Hospital Stays Worsen Alzheimer's
A summary of a study led by Tamara G. Fong, MD, PhD of Harvard's Institute for Aging Research and entitled “Adverse Outcomes After Hospitalization and Delirium in Persons With Alzheimer Disease,”warned, "When faced with the decision to hospitalize a loved one with AD, caregivers may want to ask health care providers to carefully consider whether alternatives to hospitalization can be identified. If hospitalization is necessary, then efforts should be made to prevent delirium.

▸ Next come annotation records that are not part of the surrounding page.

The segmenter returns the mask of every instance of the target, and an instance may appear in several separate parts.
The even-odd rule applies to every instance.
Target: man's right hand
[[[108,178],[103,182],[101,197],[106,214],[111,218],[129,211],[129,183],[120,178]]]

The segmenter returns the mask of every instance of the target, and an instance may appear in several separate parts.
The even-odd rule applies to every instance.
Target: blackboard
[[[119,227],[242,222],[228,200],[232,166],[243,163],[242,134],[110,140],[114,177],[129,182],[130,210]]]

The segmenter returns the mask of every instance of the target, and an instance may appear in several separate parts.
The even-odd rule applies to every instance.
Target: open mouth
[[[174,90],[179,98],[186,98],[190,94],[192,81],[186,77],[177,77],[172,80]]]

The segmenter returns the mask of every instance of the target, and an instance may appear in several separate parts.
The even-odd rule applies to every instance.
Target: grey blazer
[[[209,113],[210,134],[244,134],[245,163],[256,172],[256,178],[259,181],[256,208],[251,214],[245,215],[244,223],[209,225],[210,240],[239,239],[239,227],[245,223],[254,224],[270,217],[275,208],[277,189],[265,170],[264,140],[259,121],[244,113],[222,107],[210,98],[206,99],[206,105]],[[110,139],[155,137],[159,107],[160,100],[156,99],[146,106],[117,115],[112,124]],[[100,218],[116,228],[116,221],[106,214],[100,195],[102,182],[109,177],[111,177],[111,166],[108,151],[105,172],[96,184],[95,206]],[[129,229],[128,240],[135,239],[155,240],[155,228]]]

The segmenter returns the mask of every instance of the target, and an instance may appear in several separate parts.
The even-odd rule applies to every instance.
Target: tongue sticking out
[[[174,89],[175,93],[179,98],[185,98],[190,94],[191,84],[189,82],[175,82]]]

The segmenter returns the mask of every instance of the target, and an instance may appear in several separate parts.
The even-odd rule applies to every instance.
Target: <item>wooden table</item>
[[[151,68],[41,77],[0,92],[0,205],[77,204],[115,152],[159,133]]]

Caregivers of patients with AD should realize that hospitalization often marks a substantial downturn in the course of AD, especially if delirium ensues, and should plan for the increased support that their loved ones, and they, may need if it occurs." The full report was published June 19th in the Annals of Internal Medicine.
Judith Graham, writing in the Chicago Tribune, offered some helpful advice regarding delirium, which is an acute confusional state characterized by agitation, extreme emotions, and even hallucinations: "Hospital procedures can foster delirium in frail older people by disrupting their routines, exposing them to new medications, interfering with their their sleep and making them feel out of control. Studies have shown that several interventions can make a difference, such as putting clocks in rooms so someone can tell what time it is, minimizing the use of restraints, keeping rooms quiet and dark at night, and carefully managing medication."
Graham also quotes Dr. Malaz Boustani, an associate professor of medicine at the Indiana University School of Medicine, as saying that family members need to "work with their doctor." In other words, be proactive and don't let "white coat anxiety" keep you from speaking up in the presence of a physician. You and your loved one both stand to benefit if you do everything you can to keep deliriumat bay.